Everyone kind of regards physics, especially what’s going on right now in physics, as this esoteric realm of science that you can’t really understand without years and years of training and education. And, I’m not going to lie, that’s kind of true.
I mean, if we sat down right now and someone gave us the equations describing the relativistic mechanics of the curvature of space-time, I’d feel like a jackass because for the life of me I couldn’t tell you what all the squiggly lines mean and you would question why you sat down with me in the first place.
But the thing is, all those equations and two-dollar words are just being used to describe the way space curves around a planet, which is pretty simple when you look at it without the numbers: imagine a trampoline. Without anything on it, it’s totally flat, right? But when you put something heavy in the center, like, for instance, a rock, that rock will sink down and the trampoline will form a valley around it.
There. That’s what it looks like when gravity curves space. Done. Once you understand that, you can talk about gravitational waves, you can talk about time dilation, you can talk about all of these supposedly really complicated things that are actually pretty easy to conceptualize when you ditch the fancy mathematics.
Despite the pomp and circumstance and inaccessibility that’s built up around it, physics is actually pretty easy to understand. And it’s so cool! Just think about it: when you talk about physics, you’re talking about how the world works. Physics can tell you how anything works, from how far you could toss a football on a windy day to how far you could toss one on Jupiter.
Physics isn’t this strange branch of science removed from everyday reality, it’s the human race seeing what the universe does, and thinking about it, and putting words to it. It’s the almanac of everything we know about the world around us, and the universe beyond that. It’s looking up at the stars and feeling an overwhelming desire to know why they twinkle. It’s each and every one of us trying to figure something out. If you’ve ever looked at the moon and wondered why it shines, you’re a physicist. Congratulations!
People don’t find a passion for physics by looking at equations. I didn’t, for sure. I heard about Schrödinger’s cat, and how it was in a box, and how it was alive and dead (What?!) and I thought that was so darn cool that I had to go and tell someone about it. I didn’t know at the time that Schrödinger was using his cat to talk about quantum superimposition—I just liked cats. People get passionate about physics when they hear about something that wows them, something like Schrödinger’s cat, minus the equations and minus the palaver.

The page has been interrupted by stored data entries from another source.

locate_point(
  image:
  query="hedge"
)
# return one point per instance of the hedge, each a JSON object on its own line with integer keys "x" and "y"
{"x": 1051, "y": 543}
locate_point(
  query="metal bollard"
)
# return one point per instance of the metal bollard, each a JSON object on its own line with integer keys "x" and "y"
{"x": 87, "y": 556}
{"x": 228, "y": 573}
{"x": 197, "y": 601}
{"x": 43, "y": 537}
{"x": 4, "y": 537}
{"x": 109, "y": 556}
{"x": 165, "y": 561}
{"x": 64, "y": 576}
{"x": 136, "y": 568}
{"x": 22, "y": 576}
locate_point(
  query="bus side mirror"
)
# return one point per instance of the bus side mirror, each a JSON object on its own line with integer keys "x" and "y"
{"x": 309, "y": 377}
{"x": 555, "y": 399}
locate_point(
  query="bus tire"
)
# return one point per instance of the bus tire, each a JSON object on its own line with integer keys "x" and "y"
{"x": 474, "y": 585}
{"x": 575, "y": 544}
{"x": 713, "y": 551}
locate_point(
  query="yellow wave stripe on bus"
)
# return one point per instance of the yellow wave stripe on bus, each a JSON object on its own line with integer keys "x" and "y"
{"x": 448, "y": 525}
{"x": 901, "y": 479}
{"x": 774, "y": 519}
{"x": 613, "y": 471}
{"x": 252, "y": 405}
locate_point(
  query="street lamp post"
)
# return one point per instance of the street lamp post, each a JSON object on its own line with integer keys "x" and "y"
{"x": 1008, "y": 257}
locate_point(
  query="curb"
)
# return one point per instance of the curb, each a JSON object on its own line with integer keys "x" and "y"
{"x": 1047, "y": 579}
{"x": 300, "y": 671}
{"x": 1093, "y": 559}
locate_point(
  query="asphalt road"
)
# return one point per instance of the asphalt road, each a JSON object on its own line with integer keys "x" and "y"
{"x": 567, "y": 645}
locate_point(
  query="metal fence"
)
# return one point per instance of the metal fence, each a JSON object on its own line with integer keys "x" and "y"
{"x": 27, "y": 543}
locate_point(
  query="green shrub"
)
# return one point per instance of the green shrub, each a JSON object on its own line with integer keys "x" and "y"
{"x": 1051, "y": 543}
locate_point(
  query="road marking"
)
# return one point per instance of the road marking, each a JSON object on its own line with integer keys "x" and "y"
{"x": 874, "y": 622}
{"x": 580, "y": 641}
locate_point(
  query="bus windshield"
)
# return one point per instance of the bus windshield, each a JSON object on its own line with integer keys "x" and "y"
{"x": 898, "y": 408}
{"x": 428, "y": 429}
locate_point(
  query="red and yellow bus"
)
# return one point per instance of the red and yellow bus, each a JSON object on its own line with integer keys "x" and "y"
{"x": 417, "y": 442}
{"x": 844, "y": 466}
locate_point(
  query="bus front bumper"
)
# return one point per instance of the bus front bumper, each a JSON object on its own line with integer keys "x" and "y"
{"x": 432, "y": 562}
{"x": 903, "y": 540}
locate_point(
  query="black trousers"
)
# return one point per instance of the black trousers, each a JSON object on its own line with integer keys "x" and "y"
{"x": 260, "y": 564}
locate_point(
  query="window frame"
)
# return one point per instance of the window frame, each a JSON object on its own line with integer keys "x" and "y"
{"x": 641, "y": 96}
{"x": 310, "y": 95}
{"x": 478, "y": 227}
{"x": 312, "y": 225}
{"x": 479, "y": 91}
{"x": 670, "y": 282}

This site would be a great medium to try and rekindle a passion about science that people should have but are scared to because they’re intimidated by the subject. A regular science column that would feature articles on both things that are happening right now in physics and overviews of ideas like relativity or quantum mechanics that are, admittedly, a little scary, would be a great way to show people that they shouldn’t be intimidated by physics, but rather that they should be entranced, and I would love to head such a column because I’ve been caught up with learning and telling people about ideas in physics since that darn cat in a box.